QC for Targeted Sequencing

This tool is designed to report the performance (enrichment and specificity) of a targeted re-sequencing experiment. Targeted re-sequencing is due to its low costs, very popular and several companies provide platforms and protocols (learn more at http://en.wikipedia.org/wiki/Exome_sequencing#Target-enrichment_strategies). Array-based approaches are offered by Agilent (SureSelect) and Roche Nimblegen. Furthermore, amplicon sequencing with PCR primers is offered by RainDance, Fluidigm and others.

Given an annotation track with the target regions (for example imported from a bed file), this tool will investigate a read mapping to determine whether the targeted regions have been appropriately covered by sequencing reads. It will also give information about how specific the reads map to the targeted regions. The results are provided both as a summary report and as track or table with detailed information about each targeted region.

Note! This tool is for re-sequencing data only; if you have RNA-Seq data, please see RNA-Seq Analysis.

To create the target regions statistics:

        Toolbox | Quality Control (Image quality_control_closed_16_h_p) | QC for Targeted Sequencing (Image QC_target_sequencing_16_n_p)

This opens a wizard where you can select mapping results (Image contig)/ (Image multicontig)/ (Image read_track_16_n_p) as seen in figure 27.1.

Image targeted_step1
Figure 27.1: Select a read mapping.

Clicking Next will take you to the wizard shown in figure 27.2.

Image targeted_step2
Figure 27.2: Specifying the track of target regions.

Click the Browse (Image browse) icon to select an annotation track that defines the targeted regions of your reference genome. You can either import the target regions as an annotation file or convert from annotations on a reference genome that is already stored in the Navigation Area.

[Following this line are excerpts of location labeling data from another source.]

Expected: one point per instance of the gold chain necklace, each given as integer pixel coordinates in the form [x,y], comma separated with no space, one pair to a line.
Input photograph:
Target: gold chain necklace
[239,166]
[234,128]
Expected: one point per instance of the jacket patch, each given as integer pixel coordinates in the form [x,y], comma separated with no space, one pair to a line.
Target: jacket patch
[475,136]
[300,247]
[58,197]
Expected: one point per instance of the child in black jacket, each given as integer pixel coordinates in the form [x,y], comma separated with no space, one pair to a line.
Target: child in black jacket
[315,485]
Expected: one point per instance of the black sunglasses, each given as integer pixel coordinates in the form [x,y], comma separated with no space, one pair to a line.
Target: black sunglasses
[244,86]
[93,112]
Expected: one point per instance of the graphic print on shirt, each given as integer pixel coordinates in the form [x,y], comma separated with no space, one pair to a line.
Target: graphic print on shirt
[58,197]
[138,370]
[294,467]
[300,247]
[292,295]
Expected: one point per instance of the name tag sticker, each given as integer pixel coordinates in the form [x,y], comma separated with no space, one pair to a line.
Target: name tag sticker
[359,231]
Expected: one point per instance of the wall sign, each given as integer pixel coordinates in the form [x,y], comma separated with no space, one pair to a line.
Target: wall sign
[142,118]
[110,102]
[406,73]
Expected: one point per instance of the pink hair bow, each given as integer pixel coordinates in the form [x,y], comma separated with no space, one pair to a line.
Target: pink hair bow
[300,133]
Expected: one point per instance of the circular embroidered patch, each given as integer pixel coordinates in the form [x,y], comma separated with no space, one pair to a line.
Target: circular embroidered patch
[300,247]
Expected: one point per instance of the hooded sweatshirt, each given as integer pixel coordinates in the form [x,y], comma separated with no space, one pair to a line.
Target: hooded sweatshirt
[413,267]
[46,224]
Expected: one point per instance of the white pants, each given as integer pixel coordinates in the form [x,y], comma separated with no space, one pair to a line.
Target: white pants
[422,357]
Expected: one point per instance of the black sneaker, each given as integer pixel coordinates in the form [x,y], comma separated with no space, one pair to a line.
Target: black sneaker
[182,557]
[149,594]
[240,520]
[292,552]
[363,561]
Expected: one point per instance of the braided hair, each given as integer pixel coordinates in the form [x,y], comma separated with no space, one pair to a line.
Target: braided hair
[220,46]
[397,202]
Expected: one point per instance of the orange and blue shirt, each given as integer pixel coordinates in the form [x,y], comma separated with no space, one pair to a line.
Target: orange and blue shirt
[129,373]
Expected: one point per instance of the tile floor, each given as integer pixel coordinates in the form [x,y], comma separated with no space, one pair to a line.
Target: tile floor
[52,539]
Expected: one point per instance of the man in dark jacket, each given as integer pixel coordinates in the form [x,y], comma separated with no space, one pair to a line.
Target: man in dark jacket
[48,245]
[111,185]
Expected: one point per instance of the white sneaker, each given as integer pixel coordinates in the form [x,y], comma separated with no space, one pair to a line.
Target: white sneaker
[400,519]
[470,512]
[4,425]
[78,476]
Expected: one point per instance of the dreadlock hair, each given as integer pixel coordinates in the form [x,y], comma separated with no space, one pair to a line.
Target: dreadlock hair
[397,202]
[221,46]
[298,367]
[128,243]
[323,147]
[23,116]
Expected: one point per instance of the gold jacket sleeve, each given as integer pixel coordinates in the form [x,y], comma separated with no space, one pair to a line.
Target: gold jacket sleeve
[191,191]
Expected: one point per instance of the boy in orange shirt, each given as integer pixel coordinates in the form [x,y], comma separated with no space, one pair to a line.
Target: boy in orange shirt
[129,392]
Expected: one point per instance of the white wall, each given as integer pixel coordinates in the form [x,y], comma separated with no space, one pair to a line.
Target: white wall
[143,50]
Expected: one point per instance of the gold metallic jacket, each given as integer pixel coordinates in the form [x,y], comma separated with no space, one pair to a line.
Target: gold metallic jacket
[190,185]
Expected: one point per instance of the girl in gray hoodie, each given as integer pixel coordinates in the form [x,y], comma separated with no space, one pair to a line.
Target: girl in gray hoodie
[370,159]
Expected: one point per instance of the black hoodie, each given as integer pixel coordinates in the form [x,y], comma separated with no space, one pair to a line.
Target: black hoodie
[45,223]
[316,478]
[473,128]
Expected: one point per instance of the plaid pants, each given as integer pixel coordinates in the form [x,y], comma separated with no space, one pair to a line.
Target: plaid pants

Under Coverage you can provide a Minimum coverage threshold, i.e., the minimum coverage needed on all positions in a target, in order for that target to be considered covered.

The Report on coverage levels allows you, via a drop-down list, to select different sets of predefined coverage thresholds to use for reporting or to specify you own customized list by selecting Specify coverage levels as shown in figure 27.3. By selecting Specify coverage levels you get the option to add a list of comma-separated custom coverage levels. As shown in figure 27.3 you will get a warning if the Custom coverage levels field is blank and you will not be able to move on to the next wizard step before you have provided custom coverage levels.

Image targeted_step2b
Figure 27.3: Selecting Specify coverage levels from the drop-down list will allow you to add your own custom coverage levels in the text field by typing in the desired coverage levels. Numbers should be comma-separated.

Custom coverage levels must be comma-separated and specified either as plain numbers (20, 30, 40) or in the format 20x, 30x, 40x as shown in figure 27.4.

Image targeted_step2c
Figure 27.4: When adding a list of custom coverage levels, numbers should be comma-separated and provided in the format 20, 30, 40 or 20x, 30x, 40x.

Finally, you are asked to specify whether you want to Ignore non-specific matches and Ignore broken pairs. When these are applied reads that are non-specifically mapped or belong to broken pairs will be ignored.

Click Next to specify the type of output you want (see figure 27.5).

Image targeted_step3
Figure 27.5: Specifying how the result should be reported.

There are three options:

Click Finish to create the selected reports.